Everything is frozen in the state it was in fifty or sixty years before. Ninety-eight percent of the genetic code is still considered to be noncoding, and thus “garbage,” “junk DNA,” white noise, useless information—but it is there, and he/she knows it in the core of his/her being—that the real “code” lies, the “metacode” that deciphers all others.
The only technical progress now tolerated is the kind likely to produce comfort, atomic-social equality, or pleasure. Fundamental research is concentrated in the hands of telecommunications, operative biology, robotic, and geoclimatic control agencies, as well as the various poles of military sovereignty tolerated by the UHU. And yet their famous genomic card serving as the means to identify every individual on the planet persists in considering 98 percent of our genes as noncoding! The fire laughs, a cascade of plasma that blazes within him/her while the fever rises even higher, a sure harbinger of an attack. This interrogation needs to be cut short, and soon.
But the tremors spasmodically racking his/her back, arms, and hands and the sweat beading on his/her forehead have already attracted the major’s attention.
“Are you feeling ill, miss?”
The fire laughs again, and this time it comes streaming out his/her thirst-ravaged lips. “I’m wondering if the health conditions in your ‘health camp’ are in compliance with UHU regulations, Major. All I know is that your humid and poorly heated place seems to have caused me to come down with a sudden case of bronchitis. I’d like you to bring me
a large quantity of aspirin and an electric heater, please.”
The major makes a poor attempt at an apologetic gesture, but he cannot keep a tiny, cynical smile from turning up the corners of his mouth, a derisive relic of ancestral politeness. “Our civil war has caused us many problems, young lady, and now there is this eternal war in the Indian Ocean. Our funds are quite limited. The global economy, you know, has not been strong for many years. But I will do my best to get a heater for you. And Secretary Yu will give you an infirmary voucher for your aspirin.”
This gesture of leniency is probably a sign that the interview is over, he/she says to himself/herself. In any case, he/she says, in a voice slightly weakened by the mounting fever that is like a fire, a rocket, an atomic reaction turning his/her body into a living battery, a living bomb: “I appreciate it, Major Wu-Lei.”
Then he/she stands up as steadily as possible and says: “Good-bye, Major Wu-Lei.”
His/her brother does the same.
The major has already relegated their health files to a pile by his right hand and pulled out another from the pile by his left.

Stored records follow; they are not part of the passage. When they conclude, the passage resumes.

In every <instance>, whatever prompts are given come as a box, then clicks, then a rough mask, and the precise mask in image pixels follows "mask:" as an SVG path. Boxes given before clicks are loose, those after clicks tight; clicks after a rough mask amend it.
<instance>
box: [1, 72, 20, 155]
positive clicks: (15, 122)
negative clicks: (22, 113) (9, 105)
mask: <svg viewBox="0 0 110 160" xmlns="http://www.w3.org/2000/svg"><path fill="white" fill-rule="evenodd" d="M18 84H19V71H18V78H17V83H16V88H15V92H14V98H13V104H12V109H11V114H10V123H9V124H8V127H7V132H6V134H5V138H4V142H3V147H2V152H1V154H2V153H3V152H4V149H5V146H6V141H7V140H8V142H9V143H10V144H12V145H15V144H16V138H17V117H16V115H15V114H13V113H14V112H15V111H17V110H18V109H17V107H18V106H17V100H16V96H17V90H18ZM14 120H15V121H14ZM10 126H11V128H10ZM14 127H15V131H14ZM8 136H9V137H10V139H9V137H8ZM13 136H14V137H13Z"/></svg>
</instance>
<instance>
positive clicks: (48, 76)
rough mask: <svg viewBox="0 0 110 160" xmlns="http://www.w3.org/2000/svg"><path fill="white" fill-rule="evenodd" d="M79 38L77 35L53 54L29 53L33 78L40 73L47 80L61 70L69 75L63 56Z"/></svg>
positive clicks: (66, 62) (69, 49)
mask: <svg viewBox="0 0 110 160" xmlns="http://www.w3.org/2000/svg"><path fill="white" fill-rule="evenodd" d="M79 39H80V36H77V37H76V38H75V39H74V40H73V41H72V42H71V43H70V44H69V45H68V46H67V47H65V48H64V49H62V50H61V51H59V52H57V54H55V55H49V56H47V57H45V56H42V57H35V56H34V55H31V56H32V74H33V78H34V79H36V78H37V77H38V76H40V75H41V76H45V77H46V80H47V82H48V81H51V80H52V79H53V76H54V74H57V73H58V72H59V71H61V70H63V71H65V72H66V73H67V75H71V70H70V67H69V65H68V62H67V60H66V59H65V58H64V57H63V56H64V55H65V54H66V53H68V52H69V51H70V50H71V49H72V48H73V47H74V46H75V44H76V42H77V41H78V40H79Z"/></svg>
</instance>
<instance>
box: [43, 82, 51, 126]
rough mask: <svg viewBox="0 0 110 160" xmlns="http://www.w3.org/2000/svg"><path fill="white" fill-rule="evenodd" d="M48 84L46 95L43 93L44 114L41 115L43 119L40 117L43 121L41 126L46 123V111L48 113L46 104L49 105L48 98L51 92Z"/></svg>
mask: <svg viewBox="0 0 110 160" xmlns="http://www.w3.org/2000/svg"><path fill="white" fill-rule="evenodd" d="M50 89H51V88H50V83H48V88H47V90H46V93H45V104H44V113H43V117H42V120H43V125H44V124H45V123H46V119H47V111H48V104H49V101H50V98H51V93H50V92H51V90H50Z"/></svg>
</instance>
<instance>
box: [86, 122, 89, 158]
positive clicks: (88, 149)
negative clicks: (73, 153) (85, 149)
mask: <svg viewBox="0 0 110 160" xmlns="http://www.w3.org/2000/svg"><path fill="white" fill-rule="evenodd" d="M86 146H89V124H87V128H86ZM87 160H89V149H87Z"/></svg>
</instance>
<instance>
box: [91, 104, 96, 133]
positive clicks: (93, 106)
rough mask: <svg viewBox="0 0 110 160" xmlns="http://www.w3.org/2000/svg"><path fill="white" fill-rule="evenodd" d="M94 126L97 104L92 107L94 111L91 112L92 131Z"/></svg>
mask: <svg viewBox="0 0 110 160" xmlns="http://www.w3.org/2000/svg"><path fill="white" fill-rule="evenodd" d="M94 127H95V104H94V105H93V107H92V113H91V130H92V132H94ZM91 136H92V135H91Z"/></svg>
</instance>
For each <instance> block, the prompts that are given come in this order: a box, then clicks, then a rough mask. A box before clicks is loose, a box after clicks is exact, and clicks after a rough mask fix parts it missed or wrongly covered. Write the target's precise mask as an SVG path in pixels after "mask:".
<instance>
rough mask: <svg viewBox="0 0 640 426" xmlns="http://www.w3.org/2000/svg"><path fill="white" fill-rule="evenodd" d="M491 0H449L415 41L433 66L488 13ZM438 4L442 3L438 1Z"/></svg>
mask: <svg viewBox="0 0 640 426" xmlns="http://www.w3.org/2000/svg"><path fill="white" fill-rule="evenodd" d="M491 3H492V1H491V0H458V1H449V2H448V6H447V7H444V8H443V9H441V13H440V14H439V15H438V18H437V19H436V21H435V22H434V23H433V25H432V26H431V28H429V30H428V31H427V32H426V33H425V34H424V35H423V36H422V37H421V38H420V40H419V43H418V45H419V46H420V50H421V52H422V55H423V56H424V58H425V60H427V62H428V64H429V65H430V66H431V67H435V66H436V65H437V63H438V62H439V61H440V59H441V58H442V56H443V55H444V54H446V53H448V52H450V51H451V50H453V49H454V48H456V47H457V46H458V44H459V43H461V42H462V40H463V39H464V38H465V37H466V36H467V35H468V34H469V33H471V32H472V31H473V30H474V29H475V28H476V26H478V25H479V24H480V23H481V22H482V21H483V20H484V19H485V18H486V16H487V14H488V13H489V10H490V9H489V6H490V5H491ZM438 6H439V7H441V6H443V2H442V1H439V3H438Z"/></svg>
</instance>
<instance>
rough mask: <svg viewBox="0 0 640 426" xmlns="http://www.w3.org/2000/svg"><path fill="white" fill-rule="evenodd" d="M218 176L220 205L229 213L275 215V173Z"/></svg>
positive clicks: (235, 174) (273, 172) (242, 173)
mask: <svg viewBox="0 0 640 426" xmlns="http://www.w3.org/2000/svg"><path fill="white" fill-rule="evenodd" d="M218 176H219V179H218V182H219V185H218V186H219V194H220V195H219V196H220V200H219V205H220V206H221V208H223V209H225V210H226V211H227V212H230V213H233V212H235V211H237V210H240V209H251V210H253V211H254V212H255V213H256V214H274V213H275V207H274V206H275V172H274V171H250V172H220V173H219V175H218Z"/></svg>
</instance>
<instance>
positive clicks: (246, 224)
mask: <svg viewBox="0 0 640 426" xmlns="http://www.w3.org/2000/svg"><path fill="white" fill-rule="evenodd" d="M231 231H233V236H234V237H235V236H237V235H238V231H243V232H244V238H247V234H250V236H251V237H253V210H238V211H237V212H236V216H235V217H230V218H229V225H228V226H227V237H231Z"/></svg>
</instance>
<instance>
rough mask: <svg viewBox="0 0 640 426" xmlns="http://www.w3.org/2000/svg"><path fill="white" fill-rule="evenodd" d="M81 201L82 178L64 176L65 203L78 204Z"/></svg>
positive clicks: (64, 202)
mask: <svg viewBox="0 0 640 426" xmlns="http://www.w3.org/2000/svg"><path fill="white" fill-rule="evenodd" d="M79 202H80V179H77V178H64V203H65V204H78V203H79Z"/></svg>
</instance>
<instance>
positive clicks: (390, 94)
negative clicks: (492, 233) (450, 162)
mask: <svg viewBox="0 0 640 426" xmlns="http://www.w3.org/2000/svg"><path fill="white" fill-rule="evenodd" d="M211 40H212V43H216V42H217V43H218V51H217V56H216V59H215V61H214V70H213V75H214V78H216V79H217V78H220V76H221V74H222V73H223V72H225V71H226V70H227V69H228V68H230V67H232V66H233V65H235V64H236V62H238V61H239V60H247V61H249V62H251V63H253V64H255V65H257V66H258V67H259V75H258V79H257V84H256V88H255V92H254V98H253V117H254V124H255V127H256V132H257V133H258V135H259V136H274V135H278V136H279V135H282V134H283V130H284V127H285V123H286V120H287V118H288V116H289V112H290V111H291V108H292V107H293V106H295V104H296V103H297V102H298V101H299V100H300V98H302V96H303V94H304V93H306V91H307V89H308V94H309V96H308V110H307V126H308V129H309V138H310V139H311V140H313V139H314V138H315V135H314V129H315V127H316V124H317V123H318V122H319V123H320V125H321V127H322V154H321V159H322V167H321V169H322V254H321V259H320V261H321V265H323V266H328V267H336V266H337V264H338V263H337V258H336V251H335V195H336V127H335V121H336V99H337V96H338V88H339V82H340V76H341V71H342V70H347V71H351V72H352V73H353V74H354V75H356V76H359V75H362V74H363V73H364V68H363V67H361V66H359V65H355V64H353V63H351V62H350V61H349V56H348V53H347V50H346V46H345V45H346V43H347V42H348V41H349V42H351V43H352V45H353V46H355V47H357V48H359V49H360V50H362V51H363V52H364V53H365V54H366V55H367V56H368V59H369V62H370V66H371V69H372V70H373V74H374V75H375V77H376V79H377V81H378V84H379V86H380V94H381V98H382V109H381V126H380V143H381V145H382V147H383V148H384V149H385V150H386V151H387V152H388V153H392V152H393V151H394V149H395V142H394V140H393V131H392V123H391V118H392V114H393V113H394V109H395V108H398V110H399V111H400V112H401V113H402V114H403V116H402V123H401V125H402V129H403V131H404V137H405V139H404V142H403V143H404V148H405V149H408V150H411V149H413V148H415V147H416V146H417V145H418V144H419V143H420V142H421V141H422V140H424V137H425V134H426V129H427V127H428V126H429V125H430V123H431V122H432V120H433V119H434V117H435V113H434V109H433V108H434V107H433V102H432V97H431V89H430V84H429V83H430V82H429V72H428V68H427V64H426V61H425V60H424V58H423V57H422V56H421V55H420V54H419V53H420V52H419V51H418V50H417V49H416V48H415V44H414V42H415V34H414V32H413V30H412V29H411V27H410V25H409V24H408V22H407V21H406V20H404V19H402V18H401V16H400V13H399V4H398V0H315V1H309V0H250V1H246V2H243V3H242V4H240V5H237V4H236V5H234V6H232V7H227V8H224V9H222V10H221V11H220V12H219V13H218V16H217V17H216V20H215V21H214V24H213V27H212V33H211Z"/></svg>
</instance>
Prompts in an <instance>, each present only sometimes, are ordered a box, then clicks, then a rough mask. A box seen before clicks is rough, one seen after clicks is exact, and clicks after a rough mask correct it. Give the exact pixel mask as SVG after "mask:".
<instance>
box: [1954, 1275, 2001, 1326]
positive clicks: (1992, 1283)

He does not look at them again, or say another word as they leave the room.
Now, the cell. It is next to Jordan’s. The two rooms are actually in a reserved area, separated from the others by the most draconian health-security codes in all of Camp 77. They have been designated “code orange” they cannot leave these cells unless the containment camp cops decide they can. Actually, it is easy to imagine that they will end up in the code red area, which no one ever leaves. The genetic labs of Hong Kong’s health police won’t find anything, of course. There is nothing to find. Because human eyes cannot read the invisible—don’t want to see the invisible, even when it becomes visible, because if they allow themselves to see the invisible-cum-hypervisible, their entire pitiful world will vanish.